AL-ULA
«Un homme marche sous l’aridité du ciel. Nous ne savons pas qui il est, d’où il vient, ce qu’il fuit, les raisons qui mènent ses pas. Nous voyons son corps inlassable, nous voyons les pensées et les sentiments qui le traversent, qui ne sont pas plus à lui que les vêtements qu’il porte et les paysages qu’il parcourt ; nous distinguons quelques- unes des images qui naissent dans son cerveau, celles qui reviennent, insistent ; des hampes de palmier tapissant le ciel, un visage de femme, des enfants qui jouent dans un jardin cerné de murs de terre, des figures abstraites brodées sur un tissu de coton. Impossible de savoir s’il se souvient ou s’il les imagine ; les images viennent sans prévenir, l’envahissent, déteignent sur les choses. Il marche lentement.
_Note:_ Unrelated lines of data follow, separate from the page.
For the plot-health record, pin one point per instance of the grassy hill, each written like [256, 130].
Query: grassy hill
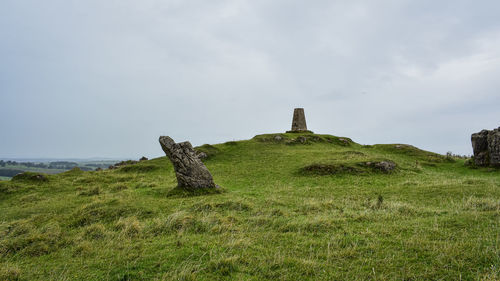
[293, 207]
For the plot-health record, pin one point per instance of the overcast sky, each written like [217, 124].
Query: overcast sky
[87, 78]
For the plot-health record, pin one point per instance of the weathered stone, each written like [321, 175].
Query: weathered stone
[486, 147]
[191, 173]
[299, 121]
[494, 147]
[302, 139]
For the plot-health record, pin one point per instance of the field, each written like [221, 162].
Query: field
[290, 208]
[9, 170]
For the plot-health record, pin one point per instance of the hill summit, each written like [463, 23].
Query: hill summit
[294, 206]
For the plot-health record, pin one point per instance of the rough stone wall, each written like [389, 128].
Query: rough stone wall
[486, 147]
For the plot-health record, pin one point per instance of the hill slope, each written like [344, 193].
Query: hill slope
[295, 207]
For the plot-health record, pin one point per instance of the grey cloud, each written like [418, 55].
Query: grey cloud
[105, 78]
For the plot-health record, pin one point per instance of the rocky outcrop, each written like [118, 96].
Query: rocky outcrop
[191, 173]
[486, 147]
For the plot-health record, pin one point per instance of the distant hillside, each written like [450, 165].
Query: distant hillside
[293, 207]
[10, 168]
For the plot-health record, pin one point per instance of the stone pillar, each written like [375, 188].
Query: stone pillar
[299, 121]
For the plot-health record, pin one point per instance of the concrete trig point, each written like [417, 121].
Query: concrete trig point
[299, 122]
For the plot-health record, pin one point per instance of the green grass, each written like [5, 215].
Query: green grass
[430, 219]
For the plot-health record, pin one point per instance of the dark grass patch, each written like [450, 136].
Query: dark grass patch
[184, 222]
[330, 169]
[224, 206]
[136, 168]
[208, 149]
[90, 191]
[357, 168]
[179, 192]
[24, 238]
[303, 138]
[412, 151]
[105, 211]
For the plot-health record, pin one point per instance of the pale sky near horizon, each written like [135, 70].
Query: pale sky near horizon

Nous entendons le son de ses pas sur le sable, sa respiration régulière, le vent qui siffle dans ses oreilles. Nous le suivons. Bientôt il s’arrêtera, posera son sac à l’ombre d’un rocher, en sortira une gourde, boira quelques gorgées. Observons-le. Il ne s’assied pas ; il regarde le ciel, les falaises de grès rouge le long de l’oued, la palmeraie au loin où il compte passer la nuit à l’abri des regards ; il scrute ses mains gercées par le soleil, ses ongles noirs, les cornes qui font le tour de ses paumes ; avec deux doigts de sa main gauche, il caresse les renflements durs et lisses, ils lui font penser à ces rochers qu’il a croisés avant d’entrer dans l’oued ; ronds, petits, doux comme la peau ; une image se forme ; une main immense, grande comme l’estuaire d’un fleuve éteint, couverte de cornes brunes ; la callosité du désert. Un aboiement, il tourne la tête, l’image s’efface. Il se lève et reprend sa marche. Il atteindra la palmeraie avant la nuit. Il dormira dans une ferme abandonnée. Il ramassera des feuilles de palmiers dont il se fera un lit, du bois dont il fera un feu. Il mangera ce qu’il aura cueilli, oranges, dattes, cédrats et dormira avec le soleil. Puis il reprendra sa marche.»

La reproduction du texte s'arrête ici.